In other circumstances, Dr. David and Deely might have cheered Silverado’s run for freedom. But they recognized a felony in progress and notified local authorities. Within fifteen minutes, deputies had retrieved and busted Ramona. It took less time for Deely and Dr. David to secure Silverado.

“He came right to us when we called for him,” Deely told Jenx.

Dr. David added, “Animals instinctively know that Fleggers are on their side.”

Maybe some animals. My Bad Example bitch wouldn’t care. Watching her snooze, I doubted she gave a damn about anybody.

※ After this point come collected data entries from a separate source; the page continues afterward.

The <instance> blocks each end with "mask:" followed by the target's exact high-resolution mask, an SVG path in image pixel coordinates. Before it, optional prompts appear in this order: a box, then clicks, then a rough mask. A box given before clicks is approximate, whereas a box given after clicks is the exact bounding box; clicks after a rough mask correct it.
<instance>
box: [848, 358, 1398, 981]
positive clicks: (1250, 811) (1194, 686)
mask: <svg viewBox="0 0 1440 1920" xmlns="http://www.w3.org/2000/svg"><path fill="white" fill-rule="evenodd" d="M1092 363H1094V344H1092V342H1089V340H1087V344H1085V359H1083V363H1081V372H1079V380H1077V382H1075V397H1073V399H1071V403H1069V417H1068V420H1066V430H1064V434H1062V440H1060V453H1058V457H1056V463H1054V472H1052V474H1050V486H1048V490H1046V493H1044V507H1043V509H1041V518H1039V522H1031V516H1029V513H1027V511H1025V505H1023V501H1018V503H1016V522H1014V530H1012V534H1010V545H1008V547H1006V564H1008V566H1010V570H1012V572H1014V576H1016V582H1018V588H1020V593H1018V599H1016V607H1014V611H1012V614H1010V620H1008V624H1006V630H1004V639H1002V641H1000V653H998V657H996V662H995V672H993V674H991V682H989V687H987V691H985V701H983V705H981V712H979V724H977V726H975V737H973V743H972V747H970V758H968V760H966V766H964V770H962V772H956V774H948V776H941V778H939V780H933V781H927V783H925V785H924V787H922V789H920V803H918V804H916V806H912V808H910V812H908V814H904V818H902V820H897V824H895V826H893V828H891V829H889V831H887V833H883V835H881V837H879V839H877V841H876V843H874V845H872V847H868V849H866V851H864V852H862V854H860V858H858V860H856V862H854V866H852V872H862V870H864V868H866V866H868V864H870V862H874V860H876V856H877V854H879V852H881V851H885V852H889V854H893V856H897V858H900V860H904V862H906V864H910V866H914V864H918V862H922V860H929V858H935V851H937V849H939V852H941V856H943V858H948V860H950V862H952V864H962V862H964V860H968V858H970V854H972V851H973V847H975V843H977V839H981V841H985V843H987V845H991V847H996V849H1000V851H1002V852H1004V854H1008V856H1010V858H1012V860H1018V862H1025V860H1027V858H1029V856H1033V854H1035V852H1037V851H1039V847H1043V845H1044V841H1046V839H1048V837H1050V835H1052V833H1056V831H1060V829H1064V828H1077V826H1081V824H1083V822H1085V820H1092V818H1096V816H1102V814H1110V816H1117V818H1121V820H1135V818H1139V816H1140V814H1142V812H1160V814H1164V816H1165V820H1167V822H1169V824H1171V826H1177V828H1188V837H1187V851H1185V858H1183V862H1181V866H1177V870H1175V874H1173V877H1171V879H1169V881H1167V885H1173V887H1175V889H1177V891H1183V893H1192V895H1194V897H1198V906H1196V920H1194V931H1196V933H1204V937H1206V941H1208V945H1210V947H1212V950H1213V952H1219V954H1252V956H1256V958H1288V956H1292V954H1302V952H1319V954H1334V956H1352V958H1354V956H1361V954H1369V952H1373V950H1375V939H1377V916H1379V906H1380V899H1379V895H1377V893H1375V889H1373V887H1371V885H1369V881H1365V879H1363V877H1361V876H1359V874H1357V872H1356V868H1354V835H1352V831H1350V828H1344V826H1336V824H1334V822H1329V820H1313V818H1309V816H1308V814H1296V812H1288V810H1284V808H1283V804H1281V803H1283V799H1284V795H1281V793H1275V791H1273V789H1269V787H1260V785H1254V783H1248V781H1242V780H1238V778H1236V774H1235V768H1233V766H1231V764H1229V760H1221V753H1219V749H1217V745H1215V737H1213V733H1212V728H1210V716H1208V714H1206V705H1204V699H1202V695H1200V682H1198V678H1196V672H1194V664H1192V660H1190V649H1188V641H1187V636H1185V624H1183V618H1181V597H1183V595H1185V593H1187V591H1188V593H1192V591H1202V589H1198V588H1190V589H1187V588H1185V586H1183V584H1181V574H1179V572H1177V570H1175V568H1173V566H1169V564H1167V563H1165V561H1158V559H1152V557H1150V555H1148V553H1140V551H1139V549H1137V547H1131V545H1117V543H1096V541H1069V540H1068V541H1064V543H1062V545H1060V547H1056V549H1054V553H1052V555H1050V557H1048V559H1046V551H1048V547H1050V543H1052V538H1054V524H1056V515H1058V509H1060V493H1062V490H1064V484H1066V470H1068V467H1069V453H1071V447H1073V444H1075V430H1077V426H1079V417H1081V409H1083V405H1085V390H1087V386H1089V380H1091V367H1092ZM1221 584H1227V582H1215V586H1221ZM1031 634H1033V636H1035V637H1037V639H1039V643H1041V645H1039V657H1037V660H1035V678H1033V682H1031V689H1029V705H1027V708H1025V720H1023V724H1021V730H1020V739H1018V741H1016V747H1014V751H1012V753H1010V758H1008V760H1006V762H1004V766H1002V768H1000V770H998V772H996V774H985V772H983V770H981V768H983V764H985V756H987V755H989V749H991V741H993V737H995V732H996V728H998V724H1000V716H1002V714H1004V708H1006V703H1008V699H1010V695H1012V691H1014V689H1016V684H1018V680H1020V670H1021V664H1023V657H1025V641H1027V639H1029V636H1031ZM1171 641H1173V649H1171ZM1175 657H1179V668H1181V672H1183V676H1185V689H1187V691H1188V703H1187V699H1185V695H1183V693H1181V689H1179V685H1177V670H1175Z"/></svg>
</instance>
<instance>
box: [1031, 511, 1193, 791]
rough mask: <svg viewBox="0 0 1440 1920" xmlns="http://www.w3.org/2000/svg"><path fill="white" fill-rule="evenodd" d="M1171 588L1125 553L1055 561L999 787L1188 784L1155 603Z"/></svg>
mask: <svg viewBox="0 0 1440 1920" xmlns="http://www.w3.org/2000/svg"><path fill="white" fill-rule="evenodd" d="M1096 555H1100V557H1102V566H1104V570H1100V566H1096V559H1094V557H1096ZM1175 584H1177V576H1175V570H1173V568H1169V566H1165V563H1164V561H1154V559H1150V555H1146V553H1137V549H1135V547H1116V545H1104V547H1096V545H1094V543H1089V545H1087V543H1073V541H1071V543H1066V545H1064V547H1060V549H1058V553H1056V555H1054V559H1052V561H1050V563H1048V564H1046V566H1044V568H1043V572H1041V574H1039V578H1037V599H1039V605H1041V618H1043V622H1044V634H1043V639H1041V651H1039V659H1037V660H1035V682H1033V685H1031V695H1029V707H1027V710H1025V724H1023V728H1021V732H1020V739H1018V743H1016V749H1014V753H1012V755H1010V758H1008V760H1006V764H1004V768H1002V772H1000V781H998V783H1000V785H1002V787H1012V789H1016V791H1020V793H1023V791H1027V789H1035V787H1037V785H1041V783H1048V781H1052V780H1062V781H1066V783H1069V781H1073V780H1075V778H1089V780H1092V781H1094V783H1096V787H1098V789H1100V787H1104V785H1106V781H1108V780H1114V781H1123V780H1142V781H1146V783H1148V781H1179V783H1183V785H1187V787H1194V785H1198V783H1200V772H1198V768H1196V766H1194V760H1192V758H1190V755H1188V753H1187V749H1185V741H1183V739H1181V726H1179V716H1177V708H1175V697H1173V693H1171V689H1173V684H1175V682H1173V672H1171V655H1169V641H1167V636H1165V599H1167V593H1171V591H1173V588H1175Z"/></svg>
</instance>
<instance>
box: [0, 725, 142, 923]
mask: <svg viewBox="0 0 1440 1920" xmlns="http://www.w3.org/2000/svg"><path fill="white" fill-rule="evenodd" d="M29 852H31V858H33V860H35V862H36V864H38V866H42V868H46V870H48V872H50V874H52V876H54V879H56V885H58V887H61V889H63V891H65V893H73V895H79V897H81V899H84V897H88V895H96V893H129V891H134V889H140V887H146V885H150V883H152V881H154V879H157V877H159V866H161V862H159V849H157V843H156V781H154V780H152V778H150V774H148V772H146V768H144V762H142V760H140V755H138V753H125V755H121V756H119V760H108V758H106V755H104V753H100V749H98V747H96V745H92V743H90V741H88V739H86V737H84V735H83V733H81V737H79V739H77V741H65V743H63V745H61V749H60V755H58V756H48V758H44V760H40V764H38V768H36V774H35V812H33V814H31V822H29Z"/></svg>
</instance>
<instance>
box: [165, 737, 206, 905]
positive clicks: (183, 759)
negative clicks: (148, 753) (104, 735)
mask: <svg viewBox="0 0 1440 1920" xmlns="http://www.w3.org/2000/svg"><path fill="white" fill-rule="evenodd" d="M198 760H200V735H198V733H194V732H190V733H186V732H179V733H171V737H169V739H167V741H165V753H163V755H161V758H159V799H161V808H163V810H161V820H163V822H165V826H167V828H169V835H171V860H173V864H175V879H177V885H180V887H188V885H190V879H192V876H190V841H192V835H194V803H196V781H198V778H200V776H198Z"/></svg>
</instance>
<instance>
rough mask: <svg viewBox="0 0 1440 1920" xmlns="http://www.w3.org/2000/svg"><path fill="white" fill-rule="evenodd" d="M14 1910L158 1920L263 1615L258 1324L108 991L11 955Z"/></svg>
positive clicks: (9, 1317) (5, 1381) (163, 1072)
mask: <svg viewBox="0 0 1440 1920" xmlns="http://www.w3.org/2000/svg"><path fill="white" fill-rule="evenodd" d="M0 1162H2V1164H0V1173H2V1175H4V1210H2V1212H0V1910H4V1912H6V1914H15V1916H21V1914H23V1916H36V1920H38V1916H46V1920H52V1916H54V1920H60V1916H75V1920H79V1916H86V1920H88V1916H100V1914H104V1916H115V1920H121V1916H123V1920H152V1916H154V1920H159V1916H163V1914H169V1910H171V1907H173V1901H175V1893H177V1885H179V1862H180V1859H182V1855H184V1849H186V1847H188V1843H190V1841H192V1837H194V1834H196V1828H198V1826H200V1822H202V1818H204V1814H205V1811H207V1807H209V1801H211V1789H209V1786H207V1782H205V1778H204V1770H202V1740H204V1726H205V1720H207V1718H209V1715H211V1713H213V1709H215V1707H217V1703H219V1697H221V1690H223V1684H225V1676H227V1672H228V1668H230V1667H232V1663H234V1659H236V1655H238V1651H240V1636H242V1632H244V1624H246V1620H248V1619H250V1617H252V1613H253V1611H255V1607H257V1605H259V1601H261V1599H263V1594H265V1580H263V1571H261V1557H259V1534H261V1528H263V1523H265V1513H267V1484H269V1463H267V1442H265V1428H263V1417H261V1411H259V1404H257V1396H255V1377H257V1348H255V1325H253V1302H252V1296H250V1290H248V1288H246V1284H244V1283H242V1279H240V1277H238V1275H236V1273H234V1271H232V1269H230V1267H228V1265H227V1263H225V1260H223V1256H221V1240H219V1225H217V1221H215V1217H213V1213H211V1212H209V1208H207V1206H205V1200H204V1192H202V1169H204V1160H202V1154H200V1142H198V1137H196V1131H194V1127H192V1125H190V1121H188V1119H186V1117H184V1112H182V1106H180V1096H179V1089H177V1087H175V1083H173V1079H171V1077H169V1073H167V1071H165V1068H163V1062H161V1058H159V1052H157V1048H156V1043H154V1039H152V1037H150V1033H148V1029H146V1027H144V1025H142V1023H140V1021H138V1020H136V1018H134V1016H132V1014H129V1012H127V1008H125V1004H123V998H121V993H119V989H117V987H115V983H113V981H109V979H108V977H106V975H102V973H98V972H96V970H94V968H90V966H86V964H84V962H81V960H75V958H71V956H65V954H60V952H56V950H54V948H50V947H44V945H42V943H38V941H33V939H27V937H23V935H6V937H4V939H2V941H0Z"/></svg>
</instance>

If Abra had a heart, it belonged to one human-Leo-and one dog- Norman the Golden, father of Prince Harry the Pee Master. Sure, she’d looked happy loping along Route 20 with Silverado, but Norman was her real mate. Her soulmate.

I explained that to Jenx.

“Remind you of anybody?” she asked.

I didn’t answer. I couldn’t. I had to dash to the john to barf again.

Afterwards I put the lid down on the toilet and sat there, head in my hands, telling myself that everything was all right. Or would be eventually. Before I could convince myself, however, the cell phone I’d been looking for earlier rang inside my purse. I scooped my bag from the floor, accidentally dumping half the contents.